Growth
The Third Landscape designates the sum ofspaces where man abandons the evolution
of the landscape to nature only.
– Gilles Clément
Growth (2009) concerns the relationship between Nature and abandoned industrial areas.
This work comes up from the observation of several urban spaces in Genova, Italy: Its history has been characterized by heavy industrialization in the Fifties followed, forty years later, by a sudden reorganization of the economic activities which left many areas neglected and spoiled. Nevertheless the exploitation of the natural territory and its neglect created liminal spaces within which Nature can regenerate: The growth of plants and weeds build another form of landscape, called by Gilles Clément ‘Third Landscape’. The border which separates the natural and the artificial becomes permeable and undecided.

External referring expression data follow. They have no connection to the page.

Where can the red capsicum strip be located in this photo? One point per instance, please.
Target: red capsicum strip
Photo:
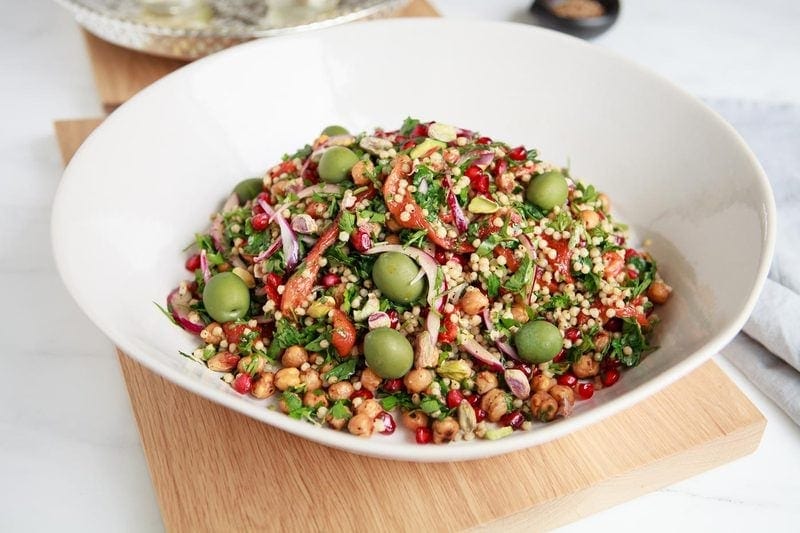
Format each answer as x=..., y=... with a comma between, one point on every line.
x=400, y=171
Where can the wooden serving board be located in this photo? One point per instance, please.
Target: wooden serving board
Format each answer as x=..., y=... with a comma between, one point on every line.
x=119, y=73
x=216, y=470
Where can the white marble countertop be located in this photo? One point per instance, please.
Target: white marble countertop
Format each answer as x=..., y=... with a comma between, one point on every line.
x=71, y=458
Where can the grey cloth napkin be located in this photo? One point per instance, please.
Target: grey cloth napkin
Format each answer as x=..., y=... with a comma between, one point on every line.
x=768, y=349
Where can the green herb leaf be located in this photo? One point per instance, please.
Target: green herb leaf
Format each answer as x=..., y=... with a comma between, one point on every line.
x=522, y=277
x=493, y=286
x=347, y=222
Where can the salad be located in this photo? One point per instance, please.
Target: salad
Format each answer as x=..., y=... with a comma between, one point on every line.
x=427, y=276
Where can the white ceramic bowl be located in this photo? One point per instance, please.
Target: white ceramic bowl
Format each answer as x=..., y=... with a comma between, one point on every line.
x=146, y=180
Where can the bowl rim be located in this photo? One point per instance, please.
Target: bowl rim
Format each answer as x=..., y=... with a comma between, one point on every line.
x=410, y=452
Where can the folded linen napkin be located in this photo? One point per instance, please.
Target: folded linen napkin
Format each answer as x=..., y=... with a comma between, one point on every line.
x=768, y=349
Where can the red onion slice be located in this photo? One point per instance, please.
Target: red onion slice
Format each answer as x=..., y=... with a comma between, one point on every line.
x=178, y=305
x=483, y=355
x=291, y=248
x=204, y=266
x=458, y=214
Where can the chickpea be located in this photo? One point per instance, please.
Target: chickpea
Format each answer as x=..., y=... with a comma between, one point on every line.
x=519, y=314
x=370, y=380
x=315, y=398
x=414, y=420
x=223, y=362
x=542, y=383
x=341, y=390
x=590, y=219
x=418, y=379
x=360, y=425
x=310, y=378
x=250, y=365
x=371, y=408
x=361, y=171
x=601, y=341
x=338, y=423
x=659, y=292
x=565, y=397
x=473, y=301
x=495, y=404
x=294, y=356
x=286, y=378
x=543, y=407
x=485, y=381
x=605, y=202
x=585, y=366
x=263, y=385
x=212, y=334
x=445, y=430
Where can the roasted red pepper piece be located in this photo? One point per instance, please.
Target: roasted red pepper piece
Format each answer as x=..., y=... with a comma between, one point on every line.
x=562, y=260
x=416, y=220
x=343, y=336
x=303, y=280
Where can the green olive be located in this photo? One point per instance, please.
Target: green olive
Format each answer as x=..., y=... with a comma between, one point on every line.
x=393, y=273
x=334, y=130
x=248, y=189
x=547, y=190
x=226, y=297
x=335, y=164
x=538, y=341
x=388, y=353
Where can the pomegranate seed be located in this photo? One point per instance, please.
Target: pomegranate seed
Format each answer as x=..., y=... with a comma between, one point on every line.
x=330, y=280
x=394, y=318
x=420, y=130
x=500, y=167
x=361, y=241
x=568, y=380
x=526, y=369
x=454, y=398
x=518, y=154
x=585, y=390
x=480, y=184
x=513, y=419
x=193, y=263
x=610, y=377
x=392, y=385
x=243, y=383
x=260, y=221
x=473, y=171
x=389, y=424
x=364, y=394
x=423, y=435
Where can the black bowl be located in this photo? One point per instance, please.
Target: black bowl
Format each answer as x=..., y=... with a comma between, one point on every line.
x=585, y=28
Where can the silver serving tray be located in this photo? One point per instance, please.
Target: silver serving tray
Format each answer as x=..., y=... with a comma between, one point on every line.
x=214, y=25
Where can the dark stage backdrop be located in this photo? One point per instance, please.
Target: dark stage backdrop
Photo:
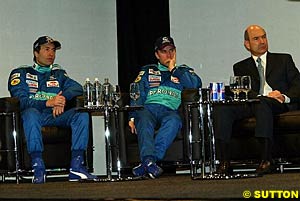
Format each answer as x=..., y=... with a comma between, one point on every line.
x=139, y=23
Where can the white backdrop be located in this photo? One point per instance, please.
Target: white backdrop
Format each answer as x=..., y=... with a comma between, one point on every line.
x=85, y=28
x=209, y=33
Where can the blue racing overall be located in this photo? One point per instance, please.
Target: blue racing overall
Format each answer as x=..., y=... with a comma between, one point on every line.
x=34, y=85
x=160, y=94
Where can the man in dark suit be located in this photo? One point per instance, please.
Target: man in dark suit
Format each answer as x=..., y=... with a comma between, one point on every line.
x=277, y=87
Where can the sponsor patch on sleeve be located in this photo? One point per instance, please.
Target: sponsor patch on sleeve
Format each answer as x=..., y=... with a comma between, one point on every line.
x=175, y=80
x=53, y=83
x=15, y=82
x=15, y=75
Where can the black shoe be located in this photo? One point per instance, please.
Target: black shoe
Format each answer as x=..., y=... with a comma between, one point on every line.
x=264, y=167
x=224, y=168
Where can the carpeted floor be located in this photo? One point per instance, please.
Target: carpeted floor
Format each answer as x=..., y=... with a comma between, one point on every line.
x=168, y=187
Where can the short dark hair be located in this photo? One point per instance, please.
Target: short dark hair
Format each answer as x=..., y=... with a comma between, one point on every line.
x=246, y=35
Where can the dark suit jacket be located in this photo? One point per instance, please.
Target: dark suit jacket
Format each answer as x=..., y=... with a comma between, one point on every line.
x=281, y=75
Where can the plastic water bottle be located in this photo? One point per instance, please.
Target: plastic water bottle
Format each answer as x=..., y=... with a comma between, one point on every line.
x=88, y=93
x=107, y=92
x=98, y=93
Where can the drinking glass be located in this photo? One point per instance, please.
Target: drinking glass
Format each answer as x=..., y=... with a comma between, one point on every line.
x=134, y=91
x=246, y=84
x=235, y=86
x=116, y=94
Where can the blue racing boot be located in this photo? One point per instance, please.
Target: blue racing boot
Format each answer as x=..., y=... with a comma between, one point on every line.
x=78, y=172
x=139, y=171
x=153, y=170
x=39, y=172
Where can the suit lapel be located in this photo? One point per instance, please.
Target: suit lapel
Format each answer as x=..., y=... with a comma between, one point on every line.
x=270, y=64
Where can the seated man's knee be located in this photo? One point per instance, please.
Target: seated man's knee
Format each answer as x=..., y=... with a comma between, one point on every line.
x=31, y=114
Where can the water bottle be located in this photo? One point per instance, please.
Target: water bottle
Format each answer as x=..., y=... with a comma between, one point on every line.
x=88, y=93
x=98, y=93
x=107, y=92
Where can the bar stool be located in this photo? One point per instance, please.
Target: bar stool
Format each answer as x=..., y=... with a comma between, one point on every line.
x=9, y=137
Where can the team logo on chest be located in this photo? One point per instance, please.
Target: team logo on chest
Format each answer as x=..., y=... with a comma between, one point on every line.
x=31, y=77
x=53, y=83
x=175, y=80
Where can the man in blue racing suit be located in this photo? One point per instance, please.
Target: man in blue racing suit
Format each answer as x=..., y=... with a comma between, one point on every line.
x=160, y=94
x=43, y=90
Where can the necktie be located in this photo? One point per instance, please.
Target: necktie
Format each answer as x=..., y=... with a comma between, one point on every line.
x=260, y=69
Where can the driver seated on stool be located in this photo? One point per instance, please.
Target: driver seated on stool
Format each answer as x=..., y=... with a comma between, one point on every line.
x=43, y=90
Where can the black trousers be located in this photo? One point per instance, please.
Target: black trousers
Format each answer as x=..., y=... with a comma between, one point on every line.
x=264, y=111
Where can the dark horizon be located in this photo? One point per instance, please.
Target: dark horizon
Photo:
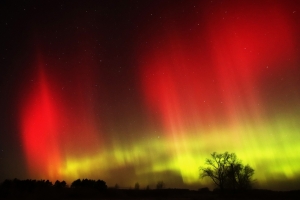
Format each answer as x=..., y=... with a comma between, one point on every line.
x=144, y=91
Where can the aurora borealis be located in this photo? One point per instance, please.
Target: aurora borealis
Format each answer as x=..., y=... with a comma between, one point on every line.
x=144, y=91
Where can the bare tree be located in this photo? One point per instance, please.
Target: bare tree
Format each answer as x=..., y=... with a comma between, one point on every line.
x=227, y=172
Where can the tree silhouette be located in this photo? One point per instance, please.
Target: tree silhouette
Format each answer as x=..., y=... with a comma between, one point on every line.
x=227, y=172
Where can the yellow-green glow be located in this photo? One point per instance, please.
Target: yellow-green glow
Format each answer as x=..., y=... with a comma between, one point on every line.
x=265, y=146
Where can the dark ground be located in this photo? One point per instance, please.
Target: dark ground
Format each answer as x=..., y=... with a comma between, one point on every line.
x=116, y=194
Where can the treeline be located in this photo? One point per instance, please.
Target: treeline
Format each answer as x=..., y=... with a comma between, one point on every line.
x=30, y=185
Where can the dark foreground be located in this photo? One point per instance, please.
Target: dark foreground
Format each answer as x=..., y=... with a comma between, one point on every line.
x=116, y=194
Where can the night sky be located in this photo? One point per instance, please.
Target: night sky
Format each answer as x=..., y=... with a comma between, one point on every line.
x=143, y=91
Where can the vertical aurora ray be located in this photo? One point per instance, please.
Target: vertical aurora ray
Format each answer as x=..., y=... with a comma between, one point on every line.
x=59, y=124
x=210, y=87
x=40, y=122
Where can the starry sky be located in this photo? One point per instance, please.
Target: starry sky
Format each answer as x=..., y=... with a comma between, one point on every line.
x=143, y=91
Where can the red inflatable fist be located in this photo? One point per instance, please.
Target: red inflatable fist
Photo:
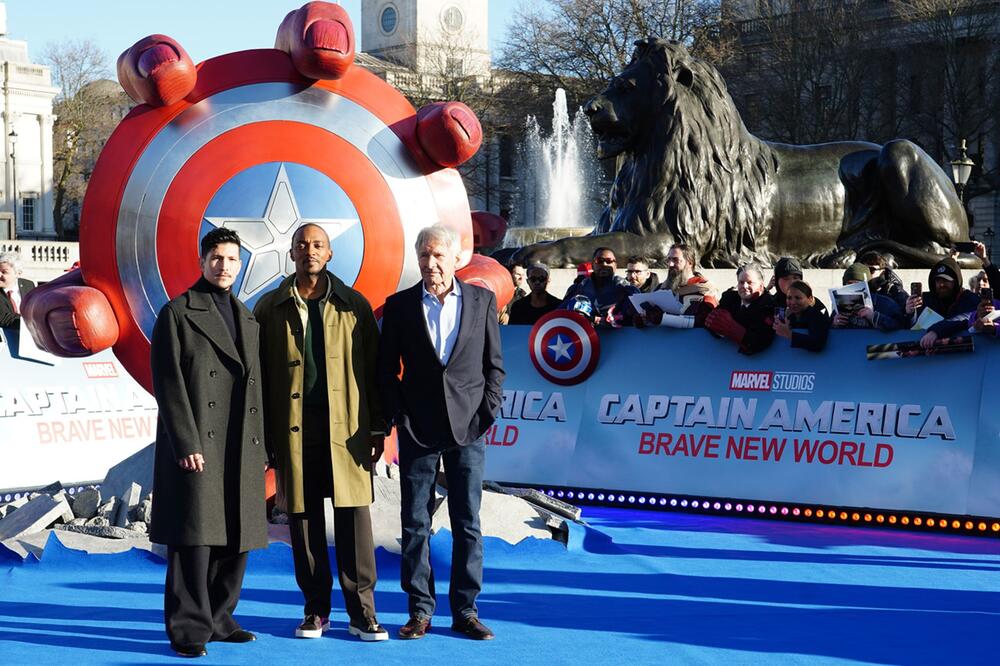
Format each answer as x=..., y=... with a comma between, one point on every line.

In these locations Nature, personified as a female entity, acts like a verb on the concrete because she claims her space back from the man-altered landscape: By doing this she subverts the destructive role of men onto the natural environment and creates a new grammar of space.
The method applied to accomplish this work starts from the consideration that photography interprets and constructs meanings within the contemporary human and natural environment. The indexicality of photography embodies not only in the greenery depicted, but also in the use of portrait format, which is index of growth, interpreted as vertical development.
Photography narrates places and saves them from indifference. This led me to a non staged approach, in order to be as direct as possible about the landscape: It is not a deadpan attitude, yet an interest in reality as I found it. I also decided to wander over these locations before shooting, in order to be physically involved in the landscape, rather than acting as a bystander.